Cisneros hopes students see themselves in the principals.

Irene Cisneros poses for her 1993 Rio Grande High School yearbook photo.

“It’s important for us to be proud of where we came from and be proud of who we are and that right there really helped kids to see beyond their circumstances and really show them that they can do it. We are all Hispanic. We are all from Rio Grande, which has not always had the best light shined on it. But we’ve all lived down here in the South Valley,” she said.

While the three principals are colleagues now, their story together starts a couple of decades before the trio were leading schools.

Garcia remembers having matanzas with Valenzuela’s family. The two think they may be third or fourth cousins, coming from the same small town of Torreon near Estancia.

And Cisneros and Garcia go way back, too, having attended the same middle school and church youth group.

They all knew each other in high school when Garcia sported a “Saved by the Bell” haircut and Valenzuela and Cisneros had a little more volume in their hairdos.

All three graduated from Rio Grande: Cisneros and Garcia in 1993, Valenzuela two years later.

Life took them all over New Mexico from there.

Valenzuela went south to New Mexico State University for her undergraduate degree, Cisneros headed north to New Mexico Highlands University, while Garcia stayed in town at the University of New Mexico.

All three were among the first in their immediate families to go to college.

Their careers, too, have taken them to schools around Albuquerque.

Mark Garcia’s 1993 Rio Grande High School yearbook photo.

Garcia has worked at all three Zone 2 high schools and at La Cueva High School in the Northeast Heights. (Zone 2 is one of four smaller, geographic school groupings of APS.)

After working at elementary schools in the South Valley, Valenzuela was the assistant principal and later the principal at Hayes Middle School in Northeast Albuquerque.

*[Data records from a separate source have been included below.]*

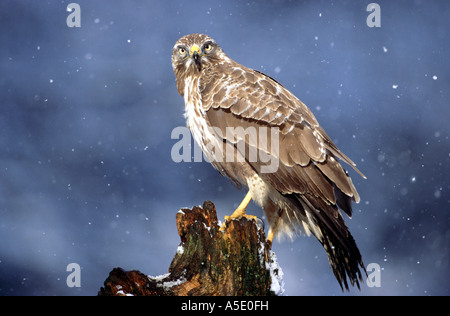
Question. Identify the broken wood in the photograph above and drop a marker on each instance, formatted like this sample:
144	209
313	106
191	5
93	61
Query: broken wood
236	261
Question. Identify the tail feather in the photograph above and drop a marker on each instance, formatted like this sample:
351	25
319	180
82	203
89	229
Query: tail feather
325	222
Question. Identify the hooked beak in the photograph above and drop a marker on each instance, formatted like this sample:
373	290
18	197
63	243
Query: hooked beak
195	53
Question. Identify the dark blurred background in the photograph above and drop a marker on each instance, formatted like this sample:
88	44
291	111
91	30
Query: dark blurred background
86	116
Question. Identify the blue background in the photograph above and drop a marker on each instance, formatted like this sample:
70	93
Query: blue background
86	116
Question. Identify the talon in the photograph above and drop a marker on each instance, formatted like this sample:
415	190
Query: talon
240	212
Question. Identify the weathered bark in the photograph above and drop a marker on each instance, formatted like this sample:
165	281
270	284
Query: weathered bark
236	261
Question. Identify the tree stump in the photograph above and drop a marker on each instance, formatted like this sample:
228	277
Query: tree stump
236	261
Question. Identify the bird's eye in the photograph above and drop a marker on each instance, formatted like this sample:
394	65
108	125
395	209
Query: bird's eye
207	47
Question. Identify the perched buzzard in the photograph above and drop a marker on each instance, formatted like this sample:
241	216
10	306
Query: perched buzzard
257	133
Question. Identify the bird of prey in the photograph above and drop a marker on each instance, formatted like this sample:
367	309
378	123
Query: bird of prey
245	122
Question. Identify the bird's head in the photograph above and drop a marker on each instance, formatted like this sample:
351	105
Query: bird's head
192	54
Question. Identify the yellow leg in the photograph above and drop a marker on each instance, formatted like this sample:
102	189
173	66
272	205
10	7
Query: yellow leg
240	211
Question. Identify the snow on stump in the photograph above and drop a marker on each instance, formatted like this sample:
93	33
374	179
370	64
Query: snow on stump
236	261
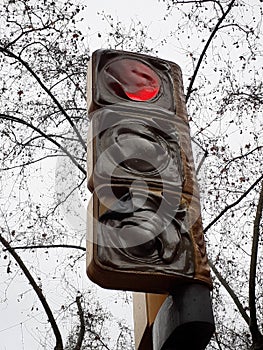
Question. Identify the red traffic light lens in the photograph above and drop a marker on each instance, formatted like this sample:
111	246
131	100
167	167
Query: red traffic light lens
132	79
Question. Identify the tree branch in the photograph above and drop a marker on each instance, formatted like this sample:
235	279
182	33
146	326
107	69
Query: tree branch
82	325
230	292
201	57
46	136
38	290
43	246
26	65
232	204
256	335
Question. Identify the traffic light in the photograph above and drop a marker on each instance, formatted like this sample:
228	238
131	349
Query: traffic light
144	223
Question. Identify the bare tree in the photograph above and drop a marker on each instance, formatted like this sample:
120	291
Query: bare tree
43	125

And Cisneros taught a variety of subjects at former Sierra Alternative High School on Eubank NE before coming to Atrisco Heritage.

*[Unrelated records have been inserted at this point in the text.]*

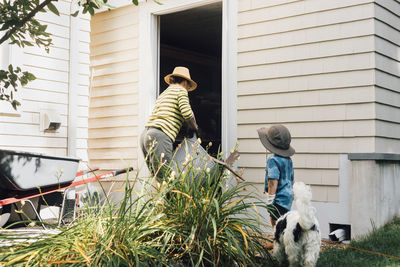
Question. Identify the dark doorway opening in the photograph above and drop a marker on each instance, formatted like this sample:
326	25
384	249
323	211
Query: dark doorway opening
193	38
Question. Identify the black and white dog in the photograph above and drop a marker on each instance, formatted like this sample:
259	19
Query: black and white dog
297	237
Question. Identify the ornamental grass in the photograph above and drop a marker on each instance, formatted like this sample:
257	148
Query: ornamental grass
210	220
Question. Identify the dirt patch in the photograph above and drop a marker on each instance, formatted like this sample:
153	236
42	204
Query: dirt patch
325	244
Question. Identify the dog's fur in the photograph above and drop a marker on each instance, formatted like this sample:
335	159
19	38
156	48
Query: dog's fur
297	237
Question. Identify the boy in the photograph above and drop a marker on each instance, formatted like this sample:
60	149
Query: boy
279	173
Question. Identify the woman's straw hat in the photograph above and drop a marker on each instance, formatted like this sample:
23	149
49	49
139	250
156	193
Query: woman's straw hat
277	140
184	73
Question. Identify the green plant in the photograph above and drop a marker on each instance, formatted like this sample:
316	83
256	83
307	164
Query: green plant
19	26
180	222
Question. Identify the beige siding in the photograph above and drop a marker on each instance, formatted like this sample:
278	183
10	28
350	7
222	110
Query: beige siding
387	75
113	114
50	90
308	65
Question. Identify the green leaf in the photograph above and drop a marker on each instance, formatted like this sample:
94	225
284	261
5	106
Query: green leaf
15	104
53	8
27	43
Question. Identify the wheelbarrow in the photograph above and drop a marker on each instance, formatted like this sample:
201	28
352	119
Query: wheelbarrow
24	176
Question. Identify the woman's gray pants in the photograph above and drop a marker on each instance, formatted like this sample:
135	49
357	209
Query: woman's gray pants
157	149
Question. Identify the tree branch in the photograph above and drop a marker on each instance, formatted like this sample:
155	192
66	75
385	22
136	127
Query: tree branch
24	20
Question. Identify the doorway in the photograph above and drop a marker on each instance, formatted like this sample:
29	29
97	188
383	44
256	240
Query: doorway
193	38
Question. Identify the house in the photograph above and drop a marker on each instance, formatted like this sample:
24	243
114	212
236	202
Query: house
61	89
328	70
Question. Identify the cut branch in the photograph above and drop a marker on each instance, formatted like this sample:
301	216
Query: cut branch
25	20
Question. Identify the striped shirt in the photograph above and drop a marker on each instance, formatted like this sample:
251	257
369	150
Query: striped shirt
171	109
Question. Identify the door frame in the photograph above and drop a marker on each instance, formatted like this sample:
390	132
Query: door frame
149	62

What brought them back to South Valley area schools was the same for each of them: to be a role model for students and work in their native community.

After all, they’re from the area, know the culture and understand the specific strengths and challenges of the community – a perspective they use to lead at the schools.

Antoinette Valenzuela smiles in her 1993 Rio Grande High School yearbook photo.

Valenzuela said when kids tell her that she doesn’t understand their hurdles, she’s able to relate to them through her background.

Cisneros added that kids are looking for connection and having similar roots is a way to foster that.

“It feels good to say I grew up right there,” she said.

There’s a special feeling, the three described, to go from student, to graduate, to principal in the part of the city they feel fiercely connected to, something that’s about more than just geography.

It’s memories.

It’s culture.

Cisneros said she remembers the small details of the area that welcomed her back when she came to work at Atrisco Heritage.

“It was like being at home. Taking the drive down, seeing all the sights that I didn’t really get to see anymore because we had moved when I was younger. The community, all the trees, the dirt, the arroyos that you’d pass coming home. It just made sense,” she said.

She was an assistant principal for about six years at Atrisco and has been principal for four years, including an interim year.

Valenzuela said becoming the principal of Rio Grande in September was a type of homecoming for her, too, one that she hopes encourages students to keep striving.

“It’s coming back home,” she said. “It feels good. I feel proud to be a role model for the students and let them know, ‘You can and you will.’ ”

Whether it’s the food, family or arts that keep them here, the three of them say it was a no-brainer to stay in New Mexico and work in their South Valley area community.

“This is mi gente,” Valenzuela said. “These are my people.”